On community school tour, Fariña finds signs of success beyond test scores

Schools Chancellor Carmen Fariña roamed the halls of P.S. 5 in Inwood Thursday morning, marveling at the suite of academic and support services it provides students and their families, just one day after the city announced that dozens of other schools will begin to offer such services next year.

Fariña smiled at children in an early-learning program as they lifted a colored parachute, and inspected artwork that students and their families created together during evening workshops. She stopped by a medical clinic where children receive asthma medication and immunization shots, and she chatted about literacy with parents who were meeting in the school, which offers adult education courses.

By extending its reach beyond the classroom with the help of a nonprofit partner, the school has drawn in parents and fostered healthier, happier students who show up for class at high rates, Fariña said after her tour. The city is hoping for similar outcomes at 40 schools that officials announced Wednesday will split a four-year, $52 million state grant to bring a similar range of support services and learning programs to their campuses.

The city is aiming to boost student attendance and reduce the number of dropouts at the schools that will add the services. While those shifts could in turn bolster students’ classroom performance, officials are not promising immediate academic gains.

“Are you going to get a one-year growth in reading scores immediately?” Fariña said Thursday. “Not necessarily.”

As P.S. 5, for instance, which has offered robust medical and other services for two decades, students score well below the citywide averages on state exams, records show. But Fariña said such measures cannot be the only yardstick for the success of schools with robust services, which are known as community schools.

“That’s why we have to look at something beyond the test scores,” she said. “These kids are in a happy place, a healthy place.”

Schools that struggle with high rates of student absenteeism can apply to receive the grant money, which will pay for a full-time coordinator at each school to bring in outside groups to provide services. Those services can include college-preparation classes, arts programs, tutoring, and physical and mental health services for students, as well as classes and other programs for families.

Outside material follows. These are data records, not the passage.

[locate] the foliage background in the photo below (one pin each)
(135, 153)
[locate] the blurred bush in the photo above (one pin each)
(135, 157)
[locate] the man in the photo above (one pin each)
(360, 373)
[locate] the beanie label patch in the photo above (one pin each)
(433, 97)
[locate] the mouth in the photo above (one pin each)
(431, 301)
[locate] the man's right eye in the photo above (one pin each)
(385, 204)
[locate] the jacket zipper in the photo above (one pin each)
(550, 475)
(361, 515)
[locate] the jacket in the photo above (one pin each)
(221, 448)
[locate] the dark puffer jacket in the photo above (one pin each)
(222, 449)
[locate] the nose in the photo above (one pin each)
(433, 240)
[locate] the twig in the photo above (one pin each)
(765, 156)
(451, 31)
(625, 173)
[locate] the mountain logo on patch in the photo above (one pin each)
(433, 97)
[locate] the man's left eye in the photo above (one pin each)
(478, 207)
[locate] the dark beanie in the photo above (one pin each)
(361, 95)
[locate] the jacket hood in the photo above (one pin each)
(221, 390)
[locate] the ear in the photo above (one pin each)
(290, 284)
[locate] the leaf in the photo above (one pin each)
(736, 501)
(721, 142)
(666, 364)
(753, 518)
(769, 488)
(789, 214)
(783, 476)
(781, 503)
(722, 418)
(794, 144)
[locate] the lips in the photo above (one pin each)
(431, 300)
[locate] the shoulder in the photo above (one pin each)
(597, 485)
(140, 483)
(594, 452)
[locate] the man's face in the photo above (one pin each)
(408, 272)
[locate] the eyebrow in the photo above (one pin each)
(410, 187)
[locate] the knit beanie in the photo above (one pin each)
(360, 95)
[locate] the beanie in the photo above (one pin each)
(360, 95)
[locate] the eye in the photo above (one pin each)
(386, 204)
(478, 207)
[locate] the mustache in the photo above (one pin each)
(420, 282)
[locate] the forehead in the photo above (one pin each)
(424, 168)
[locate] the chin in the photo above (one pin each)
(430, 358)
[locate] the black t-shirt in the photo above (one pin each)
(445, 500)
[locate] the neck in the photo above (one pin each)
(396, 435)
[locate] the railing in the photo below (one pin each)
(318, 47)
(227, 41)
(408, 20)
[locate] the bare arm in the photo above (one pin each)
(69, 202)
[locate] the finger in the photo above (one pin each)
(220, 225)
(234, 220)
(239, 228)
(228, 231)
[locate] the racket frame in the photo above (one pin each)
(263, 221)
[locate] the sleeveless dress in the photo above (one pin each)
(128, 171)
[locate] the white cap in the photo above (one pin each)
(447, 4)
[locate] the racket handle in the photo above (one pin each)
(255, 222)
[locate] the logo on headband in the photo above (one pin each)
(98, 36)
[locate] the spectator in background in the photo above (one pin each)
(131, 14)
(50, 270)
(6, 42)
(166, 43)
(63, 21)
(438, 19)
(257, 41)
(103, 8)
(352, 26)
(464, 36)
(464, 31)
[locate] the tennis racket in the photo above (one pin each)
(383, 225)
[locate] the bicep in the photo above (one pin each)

The city and the nonprofit Children’s Aid Society jointly founded P.S. 5 in 1993 to act as a community school. The school offers preschool classes, after-school and summer programs, and English-language courses for parents. About 90 percent of students make use of the school’s built-in health clinic with its full-time nurse, visiting physician and dentist, and regular vision and mental health screenings.

Wanda Soto, the school’s principal for the past 15 years, said all the supports lead students to view the school as a “safe haven” whose classes they are eager to attend. The school’s average attendance rate this year is 93 percent.

The school’s programs “give children poise, structure, responsibility,” Soto said.

Despite signs of student and parent investment in the school, many students have not performed well on the state’s annual standardized tests.

Last year, less than 10 percent of students passed the state English exams, compared to 26 percent of students citywide. In math, 16.4 percent of P.S. 5 students passed, compared to 30 percent across the city. The school’s scores were also far below the city averages in 2012 and 2011.

Soto pointed out that nearly half of the school’s students are still learning English, while less than 15 percent all students in the city school system are English-language learners. She added that classroom assessments and student-work portfolios show that students are making academic progress.

While the city will not judge the success of the community schools program based solely on student test scores, officials are still hoping to see students perform better in school as their attendance rates improve and their physical and mental health needs are addressed.

The United Way of New York City, which will help the city manage the program, will track students’ academic performance at the participating schools in addition to their attendance rates, according to United Way CEO Sheena Wright.

“There is an absolute, direct correlation between improving attendance and academic success in school,” Wright said. Still, she acknowledged that the state grant funding the program is focused on student attendance and is not directly aimed at enhancing teaching and learning at the schools.

“If you have bad instruction” at a school, Wright said, “you’re not going to improve your academic performance.”